We’ve also heard of Sir Tim’s plans to ‘unbundle’ fares – perhaps even creating a separate economy cabin which offers fewer amenities than what passengers previously enjoy. Here was his update:
“We will be doing a bit of that (unbundling fares)”
“We recognise that there are people who want a much cheaper fare. We will be looking at de-bundling, unbundling to give people perhaps a hand baggage only fare – because they don’t want anything else.”
Explaining his rationale, Clarke commented:
“Unbundling, restructuring, reclustering, and pricing are what people actually want – not what we tell them they’re going to do.”
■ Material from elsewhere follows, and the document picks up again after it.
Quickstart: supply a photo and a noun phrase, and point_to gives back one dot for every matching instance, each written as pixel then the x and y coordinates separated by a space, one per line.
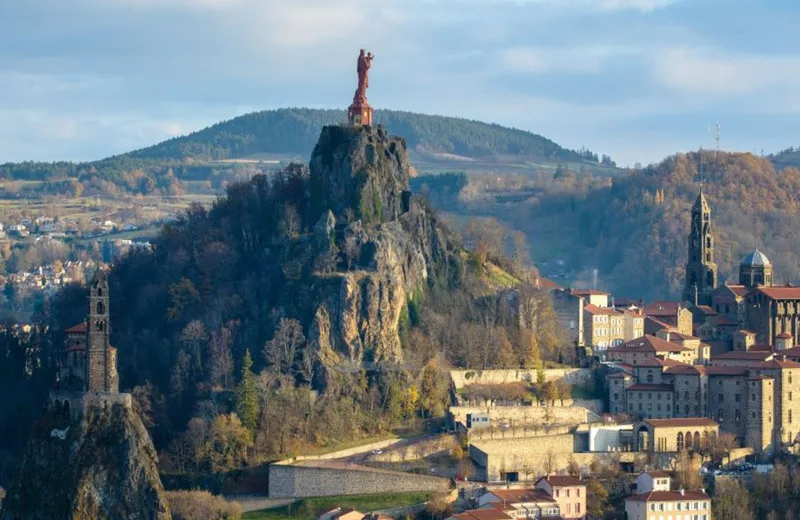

As for how long all this would take, Sir Tim said:
“Premium economy in the next two years and the possibility of a new category of economy within about the same timescale”
“For Emirates, we’re very strong. Our forward bookings are strong. We’re looking forward to a very robust summer, notwithstanding the fact that we’ve had to increase the fares. It seems the demand is strong even with the fares higher than they were six months ago. We remain very optimistic about that.”
Sir Tim also seemed optimistic about the threat of low-cost long-haul airlines, saying he didn’t expect airlines like Norwegian to “cannibalise existing markets” but it would simply mean “more people are travelling.”
One area of caution, however, was the rise in oil prices. While this is good for bolstering Emirates’ bookings for premium passengers who work in the oil and gas sector, it’s not so good when fuel remains the single highest cost for the airline – currently at 27%.
Sir Tim believes the airline will perform very well with oil prices around the $50-$60 per barrel range, saying he is looking for “equilibrium.”
Nonetheless, Clark says Emirates won’t be about to start fuel hedging. Saying there is “too much evidence in the past of airlines that have hedged and have come unstuck.”